Lakers at Hornets: What to watch

For 24 minutes Tuesday night in Houston, it appeared the Lakers were on the verge of bouncing back from a mortifying loss to Orlando with a blowout win over a Rockets squad with consecutive home wins under its belt. After 36 minutes, it seemed the Lakers would simply have to settle for a comfortable win. After 43 minutes, a respectable, if less impressive, single-digit victory. After 47 minutes, a dogfight squeaker W.

And after 48 minutes, they settled instead for an 8-10 record and heads shaken in disbelief.

On the plus side, the Lakers have an immediate opportunity to get back on a winning track against a Hornets squad missing key players and fairly thin even at full strength. On the minus side, a win over a 5-11 squad can't even remotely be taken for granted. Either way, they'll lace up the sneaks and give it a run.

For more perspective on the Hornets, I sent some questions to Joe Gerrity, who covers the team for the TrueHoop Network's Hornets 247 blog.

Andy Kamenetzky: I realize this question could ask you to cover a lot of ground, but what are the main reasons the Hornets are struggling to win games?

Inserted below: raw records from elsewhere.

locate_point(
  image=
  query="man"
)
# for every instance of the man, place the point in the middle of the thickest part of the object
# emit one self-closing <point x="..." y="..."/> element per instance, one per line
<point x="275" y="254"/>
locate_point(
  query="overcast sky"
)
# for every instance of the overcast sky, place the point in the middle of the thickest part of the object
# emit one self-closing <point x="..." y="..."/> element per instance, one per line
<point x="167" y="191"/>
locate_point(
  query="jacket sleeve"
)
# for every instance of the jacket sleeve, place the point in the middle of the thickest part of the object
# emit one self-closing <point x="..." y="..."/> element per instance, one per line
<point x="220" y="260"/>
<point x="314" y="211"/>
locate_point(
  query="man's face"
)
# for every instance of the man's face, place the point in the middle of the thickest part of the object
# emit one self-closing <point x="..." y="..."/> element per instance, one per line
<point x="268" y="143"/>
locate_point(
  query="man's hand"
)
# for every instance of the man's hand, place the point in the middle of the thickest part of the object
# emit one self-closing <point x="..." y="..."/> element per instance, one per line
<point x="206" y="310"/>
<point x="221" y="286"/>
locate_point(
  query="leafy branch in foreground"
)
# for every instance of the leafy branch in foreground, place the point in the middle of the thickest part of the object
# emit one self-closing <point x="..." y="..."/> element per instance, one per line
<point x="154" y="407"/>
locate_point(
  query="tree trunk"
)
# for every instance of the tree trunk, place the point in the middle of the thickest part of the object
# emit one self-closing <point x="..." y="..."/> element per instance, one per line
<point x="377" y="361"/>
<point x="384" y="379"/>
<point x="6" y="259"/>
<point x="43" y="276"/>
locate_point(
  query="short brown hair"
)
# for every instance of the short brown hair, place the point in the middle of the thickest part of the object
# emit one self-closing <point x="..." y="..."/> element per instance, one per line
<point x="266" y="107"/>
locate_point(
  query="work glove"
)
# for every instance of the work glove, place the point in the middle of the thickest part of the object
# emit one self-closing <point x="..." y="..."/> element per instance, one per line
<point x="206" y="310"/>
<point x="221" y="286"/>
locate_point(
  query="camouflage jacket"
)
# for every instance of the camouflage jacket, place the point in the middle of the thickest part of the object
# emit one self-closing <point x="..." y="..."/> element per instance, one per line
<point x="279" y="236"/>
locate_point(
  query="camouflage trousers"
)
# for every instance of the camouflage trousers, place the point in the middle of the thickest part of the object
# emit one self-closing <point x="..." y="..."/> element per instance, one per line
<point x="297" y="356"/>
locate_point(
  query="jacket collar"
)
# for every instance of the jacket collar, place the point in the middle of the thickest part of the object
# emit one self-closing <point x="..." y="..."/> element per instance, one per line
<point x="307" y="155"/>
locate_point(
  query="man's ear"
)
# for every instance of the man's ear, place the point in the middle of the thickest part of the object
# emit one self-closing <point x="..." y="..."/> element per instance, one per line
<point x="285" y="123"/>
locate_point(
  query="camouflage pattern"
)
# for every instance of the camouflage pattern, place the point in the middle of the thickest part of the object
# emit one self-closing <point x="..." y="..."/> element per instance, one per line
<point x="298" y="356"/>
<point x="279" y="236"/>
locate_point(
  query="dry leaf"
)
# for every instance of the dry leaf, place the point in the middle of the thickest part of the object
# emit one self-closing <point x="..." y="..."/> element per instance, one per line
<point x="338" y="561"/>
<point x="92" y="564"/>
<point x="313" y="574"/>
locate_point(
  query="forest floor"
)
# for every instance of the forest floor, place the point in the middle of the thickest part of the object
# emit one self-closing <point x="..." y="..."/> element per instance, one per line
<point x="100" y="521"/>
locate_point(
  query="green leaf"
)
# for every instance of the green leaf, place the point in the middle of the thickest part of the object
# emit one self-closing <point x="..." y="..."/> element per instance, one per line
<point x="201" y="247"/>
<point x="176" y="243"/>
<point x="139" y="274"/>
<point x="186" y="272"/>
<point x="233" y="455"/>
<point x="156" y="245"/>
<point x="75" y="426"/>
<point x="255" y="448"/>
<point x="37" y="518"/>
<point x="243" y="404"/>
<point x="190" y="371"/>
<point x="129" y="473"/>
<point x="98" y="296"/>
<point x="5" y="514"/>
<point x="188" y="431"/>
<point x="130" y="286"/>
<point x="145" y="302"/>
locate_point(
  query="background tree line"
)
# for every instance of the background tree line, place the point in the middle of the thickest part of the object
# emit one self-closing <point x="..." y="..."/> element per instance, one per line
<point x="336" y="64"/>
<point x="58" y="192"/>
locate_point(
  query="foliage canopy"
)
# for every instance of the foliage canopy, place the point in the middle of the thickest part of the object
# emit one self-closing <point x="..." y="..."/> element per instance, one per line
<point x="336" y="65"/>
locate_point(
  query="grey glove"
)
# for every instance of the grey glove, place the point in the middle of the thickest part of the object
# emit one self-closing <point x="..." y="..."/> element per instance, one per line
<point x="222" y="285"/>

Joe Gerrity: Well, they're paying about $36 million of their $63 million in total salary this season to Eric Gordon, Anthony Davis, Rashard Lewis and Matt Carroll. Lewis and Carroll -- both waived after arriving via trade -- have never and will never touch the floor for the Hornets. Gordon is rehabbing in L.A. and continues to have his estimated return date pushed back. Davis has played only six games so far. They're struggling to win because the team they're fielding is less talented and less experienced than the vast majority of opponents. On Monday night, for example, Brian Roberts, Austin Rivers, Xavier Henry, Lance Thomas and Jason Smith were all in the game at the same time for the Hornets.

AK: Ryan Anderson is the Hornets' leading scorer, which doesn't necessarily strike me as ideal. How much of the offense is, for the time being, centered around Anderson, and how has this affected the overall offense?

JG: I'd agree that it's not ideal, but who else could it be right now? At least Anderson, unlike Greivis Vasquez, Al-Farouq Aminu, Robin Lopez, Rivers, etc., can actually be counted on to score double digits night in and night out. Anderson is their 3-point specialist, providing spacing and scoring from the outside, and one of their better offensive rebounders. It just so happens that makes him their leading scorer.

AK: How has Lopez responded to increased offensive responsibilities, and how do you picture him matched against Dwight Howard on either side of the ball?

JG: He has handled it fine, and really, he hasn't been asked to do much more than he has in the past. The Hornets don't run many plays for Lopez, with a large chunk of his action coming courtesy of short cuts around the basket and succeeding on the offensive glass. He has been efficient in both areas this season, and the Hornets will need him to get his fair share of both to have a chance of keeping up offensively. On defense, I expect Lopez to use his larger frame to keep Howard as far away from the basket as possible, while Howard will use his superior quickness and athleticism to get free for easy dunks and layups.

AK: Is there an X factor Hornet whose performance can swing games one way or the other?

JG: Aminu, without a doubt. His thunderous alley-oops, fast-break dunks, steals and occasional shutdown defense are the kinds of things a young team needs to get rolling against a vastly more talented Lakers unit. In other words, when Aminu gets blocking, the Hornets crowd gets rocking. Unfortunately, he is just as likely to be a non-factor as the X factor.

AK: And finally, the prediction?

JG: I expect it will be a fairly close game for about a quarter and a half at best, and then the Hornets are going to get crushed. That's not the worst part, though. The stands are going to be a sea of Lakers yellow, adding insult to injury for Hornets fans already having a tough season.